Against all odds
“A cheap hotel? Try the Baltimore. It’s one of ours.”
The flight attendant is being considerate to an obviously anxious passenger. I’m 19, fresh out of boarding school, and we’re about to land in New York, of all places. My few possessions consist of a guitar and a bag.
Chicago début (1963)
I catch my first glimpse of Manhattan from the flight crew bus. The city skyline looks like a cross between a scaled-down model and a blowup.
Cheap? Eighteen dollars a night! Her pockets are a bit deeper than mine. I’ve only got 80 dollars for the entire trip. Plus my return ticket, a gift from my father who is flabbergasted at my recent graduation from school. Still, I intend to spend six weeks in the United States, the land of jazz, which I know nothing about at this point. Well, that’s not entirely true: I’ve learned much of its language with the help of talented professors like Louis Armstrong and Ella Fitzgerald. I know their records by heart.
Eighteen dollars. That’s supposed to last me four days in this outrageously expensive city, not including meals! I’ve got to get out of here. I take a bus to the nearest highway, start walking, and try to hitch a ride. A shiny convertible pulls over. The driver asks me where I’m headed. I reply, hesitantly,
– I don’t know. What about you, where are you going?
– Chicago.
– Great, Chicago it is. Just make sure you park on the sunny side of the street!
It takes us two days to cover the 900 miles, driving at the speed limit. My driver, who turned out to be very friendly and payed for my lodging at the halfway point, quickly catches on to my game plan as well as my math problem. When we arrive in Chicago, he drops me off in front of the YMCA. This will help me hold off breaking the bank for a while longer.
In the lobby a young Oriental guy approaches me.
– You play the guitar?
– Yes, a little.
– Me too. What brand is yours?
Once out of its carrying case, he gives it a try. Afterwards, I play my modest repertoire for him. For several years the guitar provided me with an outlet and escape from the dull, cramped conditions of the boarding schools I attended. I’m good with my hands, graced with manual dexterity, and I show off a bit.
– That’s fantastic! If you’re interested, I’ll borrow my dad’s car tonight, and we can hit some nightclubs and audition.
I readily accept.
The first club is called Old Town North.
– Are you 21?, the owner asks me, suspiciously.
– It’s not your looks, it’s your maturity that counts.
He leads me to the stage. I start off with a classical piece, Albeniz’s Asturias, followed by a noisy flamenco. I close with a lively rendition of Forbidden Games. The crowd responds enthusiastically.
– I’ll hire you for a week, two half-hour sets a night. How much do you want?
My head is suddenly filled with greed. After all, I was a hit, and I’m in the richest country in the world.
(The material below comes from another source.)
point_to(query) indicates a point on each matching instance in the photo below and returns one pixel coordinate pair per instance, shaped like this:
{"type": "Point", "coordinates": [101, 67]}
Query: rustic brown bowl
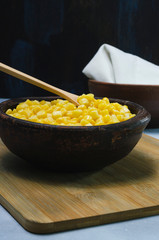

This is the chance of a lifetime to make some money.
– Well, you know, for an artist of my stature…You said one week, right? I hope you realize the financial implications involved…
– How much?
This guy doesn’t mess around!
– I insist on 50 dollars for the week, not a penny less.
– I’ll give you a hundred.
Well, I managed to spend six weeks in the United States after all. The midwest, the Rockies, California, even Canada, all of it, from north to south, east to west, and everything in between. I was able to improve my playing in clubs where I met the musicians I had idolized for years. At the London House in Chicago, the Hungry I in San Francisco, and the Café Wha in New York, I listen to Ray Bryant, Oscar Peterson, Wes Montgomery, Jimmy Smith, Dizzy Gillespie.… For laughs some of them even join in while I’m playing.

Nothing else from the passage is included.